March 26, 2011 By Anne Pryor
Funny thing, shoes. They’re the first thing that people look at and judge you on. You know it -what do you look at when you first meet people, are interviewing candidates for a job or when people are lined up in church to go to communion? Their shoes.
Thirty days ago my dear aunt Carol died suddenly and I, along with my two uncles and their lovely wives, planned Carol’s wake and funeral. I had never done this before so I didn’t know what to expect. We called a funeral home that had been recommended to us and one that Carol had done some educational programs with.
Carol was an expert in handling palliative care and end of life issues especially for cancer patients and their families. (This is an important step, to get the right funeral home, with a good reputation, space, kind people and people that the church likes to work with. Call the parish office to see which funeral home they suggest and like to work with, it makes the process much easier.)
We arrived at the funeral home and met our mortician, Brandon. Yep, I looked at Brandon’s shoes. Guess what. They were brown, worn, dirty and unpolished. I judged him quickly; unprofessional. I didn’t make a good first meaningful connection. A bit harsh, even for me, but, I’m a high J on the Myers Briggs scale. That means I move fast and I’m plan full and I’m very decisive. We had many things to do in a very short time, not to mention that we were in Salt Lake City, away from my home in Minneapolis, and we only had a few days to get many things done in preparation for Carol’s funeral.
I had assumed that we’d spend maybe an hour with Brandon at the funeral home. After all, I knew exactly what Carol wanted – to be cremated, a simple service and very elegant. Well three (yes 3) hours later we were still with Brandon. No matter what I tried I couldn’t get Brandon to speed up the process. He was methodical, well rehearsed and slow. I kept saying, “Okay, Brandon, that’s good, what’s next?” he kept saying, in the slowest most unemotional yet empathetic manner, “Next we’ll do this, Anne.”
I was so emotionally drained after our three and a half hour meeting that I didn’t want to go back the next day to proof the programs, prayer cards and DVD photo presentation. This time, I decided that I’d change my mental approach. I met Brandon where he was and slowed down to meet his style.
I had many rounds of changes to the programs – I’m a bit of a perfectionist when it comes to creative formats, especially for Carol. First, the fonts were too big, then they were too small, then spacing was off, then I wanted the prayer centered on the back… Well, each time I wanted to make a change Brandon’s response was, “I’m happy to do that, Anne, not a problem.”
After hearing his compassionate response more than five times I began to respect Brandon and to appreciate his deliberate and disciplined approach. He was successful at helping people in their time of loss. He was calm and patient. He didn’t judge me for wanting to make all of those changes. He really did understand the process and he had fine tuned it to meet the customer/families needs.

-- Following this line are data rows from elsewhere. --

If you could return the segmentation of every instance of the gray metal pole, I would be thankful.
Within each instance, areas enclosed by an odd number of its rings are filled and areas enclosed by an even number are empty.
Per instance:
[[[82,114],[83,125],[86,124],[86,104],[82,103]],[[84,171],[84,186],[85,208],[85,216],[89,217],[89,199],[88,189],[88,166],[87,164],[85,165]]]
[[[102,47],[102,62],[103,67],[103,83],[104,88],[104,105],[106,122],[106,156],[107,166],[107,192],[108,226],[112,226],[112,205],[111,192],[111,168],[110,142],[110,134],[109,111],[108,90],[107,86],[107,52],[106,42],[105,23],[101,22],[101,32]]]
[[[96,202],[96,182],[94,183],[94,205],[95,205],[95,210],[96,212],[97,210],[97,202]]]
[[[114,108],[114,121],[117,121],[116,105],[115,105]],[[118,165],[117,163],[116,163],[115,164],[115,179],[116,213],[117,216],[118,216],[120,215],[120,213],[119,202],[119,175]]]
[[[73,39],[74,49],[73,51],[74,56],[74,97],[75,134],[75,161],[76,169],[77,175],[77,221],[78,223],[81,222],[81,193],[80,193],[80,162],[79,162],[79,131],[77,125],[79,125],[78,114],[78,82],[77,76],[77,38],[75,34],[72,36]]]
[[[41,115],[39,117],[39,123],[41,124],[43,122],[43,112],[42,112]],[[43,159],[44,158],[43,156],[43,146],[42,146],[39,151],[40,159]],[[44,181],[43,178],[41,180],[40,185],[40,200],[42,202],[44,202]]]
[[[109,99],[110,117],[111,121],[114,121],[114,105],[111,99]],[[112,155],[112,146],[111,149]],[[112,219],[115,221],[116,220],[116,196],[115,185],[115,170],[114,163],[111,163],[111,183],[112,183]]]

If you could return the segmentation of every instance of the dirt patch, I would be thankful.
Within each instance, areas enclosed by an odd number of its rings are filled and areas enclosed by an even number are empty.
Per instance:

Everything went beautifully for Carol’s prayer service and funeral. I’m grateful to Brandon. We did make a meaningful connection. I told him so upon his return from a muddy cemetery. Hence the bad shoes.
March 13, 2011 By Anne Pryor
Two weeks ago I was called to UT for a family emergency. My dear Aunt Carol, more a sister, mother and best friend to me, had a blood clot that traveled to her heart. She just had hernia surgery and it was supposed to be an outpatient surgery – no complications, but, there were.
My aunt died on 2/28/11. She was only 67 and she had retired on January 6, 2011. She didn’t even get to collect her first 401K distribution. Carol was an amazing woman and I knew it. She started the first cancer wellness house, cancer preventative treatments, cancer support groups, innovative palliative care, end of life and ethics programs in UT. Her programs were models for the nation.
Carol was a pioneer and her colleagues, professional associates at St. Mark’s Hospital, where she served as a Clinical Nurse Specialist, held two touching memorial services for her. Hundreds of doctors, nurses and staff came to share their stories, cry buckets of tears and talk about how they would never manage without her. Carol asked the hard questions. She moved human beings from this life to the next and helped families left behind understand the whys.
I loved my dear aunt and my life is changed because of her. It’s time for all of us to live while we’re living. Carol used her best dishes every day and she shared them with others. She left a legacy of care and compassion like no other. She made meaningful connections that bridge this lifetime.
In her memory, I’d like to invite you to think about your legacy. I’ve attached a document titled What My Family Should Know.
Make sure that your memory and how you want your passing and things cared for is documented. This document will ensure that your survivors can easily and effortlessly carry out your wishes.